Stoichiometric air-fuel ratio control during transient operation requires an accurate estimate or measurement of the instantaneous air flow rate in an engine. Two methods are commonly used for determining engine air flow rate: air-mass sensing and conventional "speed-density." The lead air flow information provided by air-mass sensors helps compensate for manifold filling and other fuel system delays. However, the high cost (and sometimes lower reliability) of air-mass sensors has led many manufacturers to continue to use the less accurate speed-density method for determining air flow rate. This paper develops a model-based nonlinear manifold pressure observer that estimates the flow rates at the throttle and the intake ports of an engine using speed-density type sensors.

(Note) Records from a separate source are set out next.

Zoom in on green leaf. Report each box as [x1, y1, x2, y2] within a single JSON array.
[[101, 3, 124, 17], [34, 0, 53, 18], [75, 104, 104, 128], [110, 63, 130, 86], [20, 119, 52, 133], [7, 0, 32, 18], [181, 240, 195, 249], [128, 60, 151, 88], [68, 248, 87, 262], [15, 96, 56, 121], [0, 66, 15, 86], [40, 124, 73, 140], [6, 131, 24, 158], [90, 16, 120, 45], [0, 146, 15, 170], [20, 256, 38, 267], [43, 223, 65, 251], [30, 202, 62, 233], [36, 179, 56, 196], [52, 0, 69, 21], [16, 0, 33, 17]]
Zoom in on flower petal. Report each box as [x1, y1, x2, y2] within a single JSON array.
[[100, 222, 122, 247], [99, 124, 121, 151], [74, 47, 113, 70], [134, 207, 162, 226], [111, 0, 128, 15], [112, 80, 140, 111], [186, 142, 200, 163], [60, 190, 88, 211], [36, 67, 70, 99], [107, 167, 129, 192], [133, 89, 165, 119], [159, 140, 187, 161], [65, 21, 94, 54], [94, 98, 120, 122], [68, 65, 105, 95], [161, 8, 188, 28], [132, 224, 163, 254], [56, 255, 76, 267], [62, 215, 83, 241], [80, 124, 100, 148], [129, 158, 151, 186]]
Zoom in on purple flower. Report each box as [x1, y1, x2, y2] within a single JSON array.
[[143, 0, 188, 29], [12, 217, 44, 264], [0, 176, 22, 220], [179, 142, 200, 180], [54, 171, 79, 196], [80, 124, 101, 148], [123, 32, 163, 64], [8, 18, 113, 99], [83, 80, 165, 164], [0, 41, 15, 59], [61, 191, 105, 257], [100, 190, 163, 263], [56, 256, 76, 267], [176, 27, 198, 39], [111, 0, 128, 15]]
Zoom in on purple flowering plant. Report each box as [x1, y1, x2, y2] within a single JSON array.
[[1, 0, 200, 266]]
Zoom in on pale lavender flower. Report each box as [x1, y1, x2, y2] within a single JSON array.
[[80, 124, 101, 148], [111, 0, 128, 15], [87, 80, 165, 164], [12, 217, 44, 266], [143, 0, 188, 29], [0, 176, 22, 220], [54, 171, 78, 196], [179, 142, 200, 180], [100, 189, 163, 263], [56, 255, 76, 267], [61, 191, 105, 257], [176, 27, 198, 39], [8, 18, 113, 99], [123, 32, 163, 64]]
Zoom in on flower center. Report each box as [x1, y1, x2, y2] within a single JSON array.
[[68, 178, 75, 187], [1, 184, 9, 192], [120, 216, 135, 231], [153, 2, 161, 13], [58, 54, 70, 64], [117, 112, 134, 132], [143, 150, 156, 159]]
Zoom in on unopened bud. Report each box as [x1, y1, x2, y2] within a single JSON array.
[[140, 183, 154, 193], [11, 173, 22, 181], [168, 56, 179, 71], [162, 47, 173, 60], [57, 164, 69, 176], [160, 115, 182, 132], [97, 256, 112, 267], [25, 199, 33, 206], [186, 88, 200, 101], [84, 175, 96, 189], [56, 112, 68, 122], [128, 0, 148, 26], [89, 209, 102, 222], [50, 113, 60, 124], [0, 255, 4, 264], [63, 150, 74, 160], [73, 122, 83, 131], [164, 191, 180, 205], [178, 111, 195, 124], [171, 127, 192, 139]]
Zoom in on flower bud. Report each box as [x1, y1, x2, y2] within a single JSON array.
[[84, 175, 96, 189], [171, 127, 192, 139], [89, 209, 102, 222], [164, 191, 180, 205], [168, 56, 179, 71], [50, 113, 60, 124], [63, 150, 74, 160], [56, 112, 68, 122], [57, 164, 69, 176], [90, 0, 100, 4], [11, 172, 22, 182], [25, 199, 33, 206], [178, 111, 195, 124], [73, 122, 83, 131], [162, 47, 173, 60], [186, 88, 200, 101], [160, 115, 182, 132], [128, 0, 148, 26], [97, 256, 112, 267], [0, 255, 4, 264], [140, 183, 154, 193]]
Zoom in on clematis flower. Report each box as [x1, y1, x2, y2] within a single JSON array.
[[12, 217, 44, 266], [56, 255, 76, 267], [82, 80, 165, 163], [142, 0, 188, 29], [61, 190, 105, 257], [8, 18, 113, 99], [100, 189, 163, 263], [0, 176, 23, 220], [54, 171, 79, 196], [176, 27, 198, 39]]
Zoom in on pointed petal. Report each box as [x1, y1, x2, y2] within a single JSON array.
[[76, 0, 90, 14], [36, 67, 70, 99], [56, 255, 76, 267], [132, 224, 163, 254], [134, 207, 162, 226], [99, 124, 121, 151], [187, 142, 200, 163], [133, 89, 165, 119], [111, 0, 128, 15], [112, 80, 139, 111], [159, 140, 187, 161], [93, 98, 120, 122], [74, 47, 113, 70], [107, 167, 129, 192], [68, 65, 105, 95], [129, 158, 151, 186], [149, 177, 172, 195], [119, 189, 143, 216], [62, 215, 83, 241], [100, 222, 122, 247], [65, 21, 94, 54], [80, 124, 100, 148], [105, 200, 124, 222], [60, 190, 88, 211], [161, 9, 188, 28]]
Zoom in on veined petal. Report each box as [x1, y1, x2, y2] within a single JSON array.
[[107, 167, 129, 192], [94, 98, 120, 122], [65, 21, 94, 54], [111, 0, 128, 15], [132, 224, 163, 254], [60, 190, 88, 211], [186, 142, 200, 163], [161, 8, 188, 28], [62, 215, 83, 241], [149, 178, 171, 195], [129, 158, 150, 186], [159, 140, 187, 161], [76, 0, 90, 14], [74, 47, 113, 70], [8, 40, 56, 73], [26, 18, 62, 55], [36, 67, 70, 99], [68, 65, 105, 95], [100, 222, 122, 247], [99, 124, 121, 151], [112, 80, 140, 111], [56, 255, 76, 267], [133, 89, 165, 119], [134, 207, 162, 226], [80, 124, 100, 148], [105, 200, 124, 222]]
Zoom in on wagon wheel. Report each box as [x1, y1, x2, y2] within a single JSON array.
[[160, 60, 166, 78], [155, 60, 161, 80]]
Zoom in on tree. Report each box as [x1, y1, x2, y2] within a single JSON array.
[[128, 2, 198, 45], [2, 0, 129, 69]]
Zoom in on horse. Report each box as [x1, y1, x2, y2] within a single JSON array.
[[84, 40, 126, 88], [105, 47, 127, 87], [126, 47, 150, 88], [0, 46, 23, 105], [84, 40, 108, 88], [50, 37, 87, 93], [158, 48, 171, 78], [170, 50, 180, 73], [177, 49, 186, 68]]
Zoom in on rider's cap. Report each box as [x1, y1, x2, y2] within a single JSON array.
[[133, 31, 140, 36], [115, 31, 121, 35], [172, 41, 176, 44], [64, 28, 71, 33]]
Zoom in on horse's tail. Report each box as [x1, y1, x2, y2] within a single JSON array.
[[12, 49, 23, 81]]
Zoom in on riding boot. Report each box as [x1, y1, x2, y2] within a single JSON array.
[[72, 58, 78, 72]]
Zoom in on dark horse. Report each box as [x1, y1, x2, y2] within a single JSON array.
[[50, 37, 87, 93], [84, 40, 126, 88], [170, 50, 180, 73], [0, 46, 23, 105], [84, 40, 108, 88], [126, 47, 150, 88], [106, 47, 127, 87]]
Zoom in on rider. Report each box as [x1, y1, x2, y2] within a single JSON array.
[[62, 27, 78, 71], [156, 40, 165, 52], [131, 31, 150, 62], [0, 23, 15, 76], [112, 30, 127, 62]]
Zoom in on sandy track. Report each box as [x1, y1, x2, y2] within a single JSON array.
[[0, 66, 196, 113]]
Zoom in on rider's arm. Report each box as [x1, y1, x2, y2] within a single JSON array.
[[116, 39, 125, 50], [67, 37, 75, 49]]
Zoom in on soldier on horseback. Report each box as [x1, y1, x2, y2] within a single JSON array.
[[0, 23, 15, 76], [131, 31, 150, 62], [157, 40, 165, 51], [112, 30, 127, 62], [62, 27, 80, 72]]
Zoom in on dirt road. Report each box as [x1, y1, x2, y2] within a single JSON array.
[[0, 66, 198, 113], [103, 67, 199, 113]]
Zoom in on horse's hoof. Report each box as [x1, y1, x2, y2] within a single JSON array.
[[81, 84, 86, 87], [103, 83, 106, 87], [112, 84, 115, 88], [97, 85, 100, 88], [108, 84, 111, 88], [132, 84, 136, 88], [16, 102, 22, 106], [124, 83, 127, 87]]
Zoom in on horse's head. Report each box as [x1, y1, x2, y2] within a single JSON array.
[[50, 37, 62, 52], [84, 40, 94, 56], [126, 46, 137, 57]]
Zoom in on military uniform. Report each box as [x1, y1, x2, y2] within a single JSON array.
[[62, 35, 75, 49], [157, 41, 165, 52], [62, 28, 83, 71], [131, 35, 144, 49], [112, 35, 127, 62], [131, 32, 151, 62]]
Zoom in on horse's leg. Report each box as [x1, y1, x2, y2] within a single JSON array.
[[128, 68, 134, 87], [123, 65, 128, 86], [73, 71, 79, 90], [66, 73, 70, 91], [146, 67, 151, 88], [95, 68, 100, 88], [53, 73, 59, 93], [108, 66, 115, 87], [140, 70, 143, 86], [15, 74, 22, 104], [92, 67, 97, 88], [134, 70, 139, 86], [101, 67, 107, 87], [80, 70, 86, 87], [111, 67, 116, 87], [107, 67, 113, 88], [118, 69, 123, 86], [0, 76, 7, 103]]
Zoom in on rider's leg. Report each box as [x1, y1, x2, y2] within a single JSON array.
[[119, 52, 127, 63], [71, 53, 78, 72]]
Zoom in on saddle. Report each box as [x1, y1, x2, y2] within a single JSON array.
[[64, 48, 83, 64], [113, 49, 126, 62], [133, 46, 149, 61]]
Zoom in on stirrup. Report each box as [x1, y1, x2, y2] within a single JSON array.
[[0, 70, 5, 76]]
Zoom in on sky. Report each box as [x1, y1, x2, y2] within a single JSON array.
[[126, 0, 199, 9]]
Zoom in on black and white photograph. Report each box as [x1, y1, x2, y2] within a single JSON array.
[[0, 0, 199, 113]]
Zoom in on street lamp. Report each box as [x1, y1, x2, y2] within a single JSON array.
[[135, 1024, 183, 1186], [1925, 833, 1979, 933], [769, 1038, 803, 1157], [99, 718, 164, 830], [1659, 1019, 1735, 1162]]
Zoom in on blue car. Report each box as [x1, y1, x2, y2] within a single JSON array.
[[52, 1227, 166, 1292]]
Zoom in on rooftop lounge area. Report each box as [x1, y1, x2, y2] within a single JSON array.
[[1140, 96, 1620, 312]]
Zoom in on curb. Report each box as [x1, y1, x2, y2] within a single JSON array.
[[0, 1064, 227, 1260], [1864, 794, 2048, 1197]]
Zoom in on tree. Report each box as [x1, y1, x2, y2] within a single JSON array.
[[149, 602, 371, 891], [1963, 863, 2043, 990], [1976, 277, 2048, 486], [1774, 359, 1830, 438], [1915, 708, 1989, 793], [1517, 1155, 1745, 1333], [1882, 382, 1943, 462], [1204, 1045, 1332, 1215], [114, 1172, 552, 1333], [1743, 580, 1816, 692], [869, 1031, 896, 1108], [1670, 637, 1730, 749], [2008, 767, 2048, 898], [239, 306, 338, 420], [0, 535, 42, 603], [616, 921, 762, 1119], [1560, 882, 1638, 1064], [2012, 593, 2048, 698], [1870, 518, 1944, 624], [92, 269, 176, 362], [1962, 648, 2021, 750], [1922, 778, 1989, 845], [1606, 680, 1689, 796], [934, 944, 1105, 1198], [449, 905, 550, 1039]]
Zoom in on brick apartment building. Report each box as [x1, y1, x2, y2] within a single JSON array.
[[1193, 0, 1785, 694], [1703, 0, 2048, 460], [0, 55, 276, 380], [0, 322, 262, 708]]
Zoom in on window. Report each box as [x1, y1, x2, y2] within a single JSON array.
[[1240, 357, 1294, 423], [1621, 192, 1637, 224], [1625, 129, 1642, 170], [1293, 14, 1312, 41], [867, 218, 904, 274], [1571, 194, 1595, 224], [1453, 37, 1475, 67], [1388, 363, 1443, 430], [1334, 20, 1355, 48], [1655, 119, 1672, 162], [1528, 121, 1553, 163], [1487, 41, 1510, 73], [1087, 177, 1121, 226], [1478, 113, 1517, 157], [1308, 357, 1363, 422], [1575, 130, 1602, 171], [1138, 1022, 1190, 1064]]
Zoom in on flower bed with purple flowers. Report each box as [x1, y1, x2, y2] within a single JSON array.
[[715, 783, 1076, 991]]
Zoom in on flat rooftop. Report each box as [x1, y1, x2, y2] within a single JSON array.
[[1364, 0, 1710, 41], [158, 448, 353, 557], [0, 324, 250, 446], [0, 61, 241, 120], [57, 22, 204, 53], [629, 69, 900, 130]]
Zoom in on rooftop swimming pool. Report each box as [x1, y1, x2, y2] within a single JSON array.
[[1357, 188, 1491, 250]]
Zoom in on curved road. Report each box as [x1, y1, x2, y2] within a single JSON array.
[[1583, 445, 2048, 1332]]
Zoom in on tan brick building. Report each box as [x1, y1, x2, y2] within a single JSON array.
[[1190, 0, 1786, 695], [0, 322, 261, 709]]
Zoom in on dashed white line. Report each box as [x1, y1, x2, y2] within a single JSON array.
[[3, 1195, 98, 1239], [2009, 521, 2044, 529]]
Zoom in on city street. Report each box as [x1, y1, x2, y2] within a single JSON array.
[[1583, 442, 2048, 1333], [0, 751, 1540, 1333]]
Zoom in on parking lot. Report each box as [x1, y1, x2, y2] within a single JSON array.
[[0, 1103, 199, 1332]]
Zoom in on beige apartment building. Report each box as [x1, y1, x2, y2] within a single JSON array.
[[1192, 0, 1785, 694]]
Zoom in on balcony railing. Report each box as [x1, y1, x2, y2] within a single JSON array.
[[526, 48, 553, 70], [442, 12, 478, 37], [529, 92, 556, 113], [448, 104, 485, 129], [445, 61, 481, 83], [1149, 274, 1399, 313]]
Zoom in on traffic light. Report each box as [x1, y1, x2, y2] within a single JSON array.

The throttle flow rate estimate can be used instead of an air-mass sensor to provide the lead information necessary for accurate transient air-fuel control on TBI engines. The intake port flow rate estimate can be used on PFI engines to provide filtered approximations of port flow rates that do not contain phase lag. The estimates are achieved by embedding a simplified throttle and intake manifold model into the controller. Flow estimates are corrected in real-time by comparing a prediction of manifold pressure to measured manifold pressure. The observer's performance is simulated on a mean value, throttle-body-injected, natural-gas engine model. The elimination of wall wetting dynamics in this type of engine makes it an ideal candidate for the nonlinear observer presented here. Similar results could be expected with gasoline engines, although compensation for liquid fuel dynamics poses additional difficulties. Simulation results indicate that air-fuel control similar to that of a fast air-mass sensor can be achieved using the nonlinear observer. Although not presented here, versions of the observer have been successfully implemented on V8 engines with significantly different manifold filling characteristics. The computational complexity of the observer is simple enough to allow implementation on current eight bit engine controllers.